The half-life of a skill is now less than five years. And in some tech fields, it’s half that. In practical terms, this means that every five years, a skill is half as valuable as it was before – an expiry date that’s only getting shorter.
This stat from the World Economic Forum captures a reality some feel daily, people can’t keep up with the pace of change. In the workplace, regardless of whether someone is a graduate at their first job or a mid-career professional, it’s clear that learning can’t stop once onboarding is done. And after that person have been brought ‘up to speed’ for the role.
If the last few years have taught us anything, it’s that we can’t afford to stop learning. None of us, at any level. We need to carry it with us – into every job, every career pivot, every unexpected turn.
Whether it’s adapting to a new technology, stepping into leadership, or learning how to collaborate in a hybrid team, we’re constantly evolving. But in a world full of noise, content overload, and shifting expectations, how do we make continuous learning stick?
Too often, learning is offered in the wrong format or with too little context to make it stick. That’s where technology, and AI specifically, comes into its own. It isn’t meant to replace the human element, but done well, AI can help tailor learning journeys. By simplifying the process, and giving individuals the personalised, flexible development they need to keep growing.
Goodbye static playbooks
At its best, AI functions like a personal learning assistant, whether it’s integrated into a learning platform or not.

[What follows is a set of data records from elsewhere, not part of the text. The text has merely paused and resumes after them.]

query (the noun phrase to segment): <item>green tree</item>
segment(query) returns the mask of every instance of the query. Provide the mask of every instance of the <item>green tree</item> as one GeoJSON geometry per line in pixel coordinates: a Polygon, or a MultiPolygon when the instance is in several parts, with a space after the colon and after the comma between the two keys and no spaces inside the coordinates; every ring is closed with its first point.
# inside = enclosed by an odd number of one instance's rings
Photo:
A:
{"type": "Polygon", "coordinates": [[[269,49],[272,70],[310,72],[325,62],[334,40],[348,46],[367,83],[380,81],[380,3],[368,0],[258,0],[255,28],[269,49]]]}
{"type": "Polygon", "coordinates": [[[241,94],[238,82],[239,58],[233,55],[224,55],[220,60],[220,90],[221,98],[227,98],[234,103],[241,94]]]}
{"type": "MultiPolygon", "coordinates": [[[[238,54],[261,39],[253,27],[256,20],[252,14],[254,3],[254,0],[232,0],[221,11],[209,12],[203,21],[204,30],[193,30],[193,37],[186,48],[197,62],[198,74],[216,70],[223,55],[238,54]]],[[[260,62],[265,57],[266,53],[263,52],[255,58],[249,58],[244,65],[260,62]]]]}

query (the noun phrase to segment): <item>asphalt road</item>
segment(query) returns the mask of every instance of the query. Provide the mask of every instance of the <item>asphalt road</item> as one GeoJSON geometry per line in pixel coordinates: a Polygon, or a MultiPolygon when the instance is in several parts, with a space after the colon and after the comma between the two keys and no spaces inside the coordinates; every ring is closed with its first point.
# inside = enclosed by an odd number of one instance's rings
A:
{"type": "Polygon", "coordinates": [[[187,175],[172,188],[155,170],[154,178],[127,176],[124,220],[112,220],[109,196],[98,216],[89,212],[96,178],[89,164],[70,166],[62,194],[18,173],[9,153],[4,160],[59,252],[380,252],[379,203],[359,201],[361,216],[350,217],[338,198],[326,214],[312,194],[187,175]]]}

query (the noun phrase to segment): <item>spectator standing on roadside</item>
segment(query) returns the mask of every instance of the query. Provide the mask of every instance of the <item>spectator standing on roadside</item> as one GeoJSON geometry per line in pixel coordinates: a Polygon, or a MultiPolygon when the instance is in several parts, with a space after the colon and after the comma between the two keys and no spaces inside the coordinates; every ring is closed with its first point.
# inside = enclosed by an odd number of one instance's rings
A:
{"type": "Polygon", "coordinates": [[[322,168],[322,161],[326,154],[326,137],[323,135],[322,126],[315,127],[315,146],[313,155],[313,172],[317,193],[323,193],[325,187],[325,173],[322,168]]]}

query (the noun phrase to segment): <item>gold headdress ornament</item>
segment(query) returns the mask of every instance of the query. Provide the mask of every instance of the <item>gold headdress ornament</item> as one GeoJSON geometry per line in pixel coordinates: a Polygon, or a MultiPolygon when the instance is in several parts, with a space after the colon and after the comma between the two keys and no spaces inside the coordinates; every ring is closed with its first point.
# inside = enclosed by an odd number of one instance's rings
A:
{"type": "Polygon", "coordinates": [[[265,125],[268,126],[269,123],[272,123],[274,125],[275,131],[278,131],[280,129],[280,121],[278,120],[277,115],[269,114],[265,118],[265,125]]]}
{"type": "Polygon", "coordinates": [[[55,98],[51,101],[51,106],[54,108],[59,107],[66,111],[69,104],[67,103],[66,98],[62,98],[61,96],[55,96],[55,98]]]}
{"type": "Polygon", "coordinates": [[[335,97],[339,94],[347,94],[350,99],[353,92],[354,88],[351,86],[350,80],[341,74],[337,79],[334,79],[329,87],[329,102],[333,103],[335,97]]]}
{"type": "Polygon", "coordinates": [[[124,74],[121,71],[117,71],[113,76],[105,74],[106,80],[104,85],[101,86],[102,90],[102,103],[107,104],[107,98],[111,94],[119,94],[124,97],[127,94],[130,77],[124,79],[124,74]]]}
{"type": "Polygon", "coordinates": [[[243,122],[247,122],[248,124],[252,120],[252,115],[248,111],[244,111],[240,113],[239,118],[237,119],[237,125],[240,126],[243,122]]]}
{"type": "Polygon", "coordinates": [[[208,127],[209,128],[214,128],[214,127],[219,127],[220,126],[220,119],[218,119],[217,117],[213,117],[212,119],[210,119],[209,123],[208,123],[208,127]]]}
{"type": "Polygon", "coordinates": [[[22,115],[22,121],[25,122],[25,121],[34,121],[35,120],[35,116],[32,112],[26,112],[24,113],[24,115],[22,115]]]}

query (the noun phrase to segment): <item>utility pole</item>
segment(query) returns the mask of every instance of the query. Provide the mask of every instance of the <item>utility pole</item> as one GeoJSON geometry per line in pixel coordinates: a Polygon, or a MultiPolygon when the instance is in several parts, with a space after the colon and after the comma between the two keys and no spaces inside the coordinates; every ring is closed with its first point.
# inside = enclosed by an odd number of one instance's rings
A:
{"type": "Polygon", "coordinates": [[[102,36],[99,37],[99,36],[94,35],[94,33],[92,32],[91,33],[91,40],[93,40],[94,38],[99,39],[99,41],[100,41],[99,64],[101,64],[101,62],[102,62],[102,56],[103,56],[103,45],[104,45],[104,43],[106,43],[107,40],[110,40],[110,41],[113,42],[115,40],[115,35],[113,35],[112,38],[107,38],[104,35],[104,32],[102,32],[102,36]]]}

It analyses where you are now, identifies where you want to go, and designs the path to get you there. Unlike static training catalogues, with rigid skills checklists and generic video lectures, AI tools can recommend content based on real-time performance, personal interests, or even the challenges someone is facing in their current role.
Someone struggling with time management might be nudged towards short, focused resources that fit around their schedule. A new manager might get a curated leadership journey that flexes as they grow in confidence.
It also opens up huge possibilities for inclusive design. With new regulations like the European Accessibility Act, which is coming into force in June 2025, and the UK’s Equality Act and Web Accessibility Regulations, businesses must make their digital learning content accessible to all. AI can help create more flexible learning formats, like generating more listening-friendly versions of text or transforming written content into audio for learners who rely on screen readers or simply prefer to listen.
This kind of smart adaptation is a game-changer, making digital training seem more intuitive, personal and maybe even more human. It removes the guesswork and gives learners exactly what they need, when they need it.
Making personal pathways possible
But personalisation can’t just be left to an individual person. Organisations have a crucial role to play in enabling it.
While obvious, it starts with a change in mindset. Companies need to stop thinking about learning as something that happens at a set time or in a specific course. Instead, they should see it as a continuous part of the employee experience.
From a design perspective, that means building career development frameworks that are flexible. These should highlight the skills needed for future roles and let employees explore the pathways that interest them, alongside required pathways. AI goes a long way in making this more streamlined, in the long run, by helping map out these internal career ladders and matching people to upskilling opportunities based on their current skills and aspirations.
But this technology needs to be underpinned by a supportive network, including open dialogue with managers and a culture that values curiosity over perfection. Meaningful growth doesn’t come from ticking boxes. Employees need to be given permission to explore, reflect, and make mistakes through learning that is connected to purpose.
All about access
Of course, none of this works unless learning is designed to fit around real life. For commutes, coffee breaks, and calendar clashes. In practical terms this means offering flexible formats that fit different learning preferences and energy levels. Intelligent systems can now tailor content formats: audio for on-the-go learning, bite-sized modules for time-starved teams, and interactive scenarios for those who learn best by doing.
As AI continues to advance, it will move from responsive to predictive. Rather than simply recommending content based on current roles or completed courses, AI will begin to map career trajectories and suggest skills employees haven’t yet realised they need. It will help anticipate skills gaps before they become performance issues and empower development (L&D) teams to be proactive rather than reactive.
But that future only works if we build it responsibly. Human oversight, ethical design, and a commitment to data privacy will be non-negotiables. After all, AI can enhance human potential, but it should never replace the human touch.
AI has the potential to transform how we learn, but the rest really depends on us. How we design our systems, how we lead our teams, and how we show up for one another as learners and as people. The future of work isn’t about knowing it all. Businesses should focus on encouraging learning what matters, when it matters, and using available technology to build the confidence to grow from there.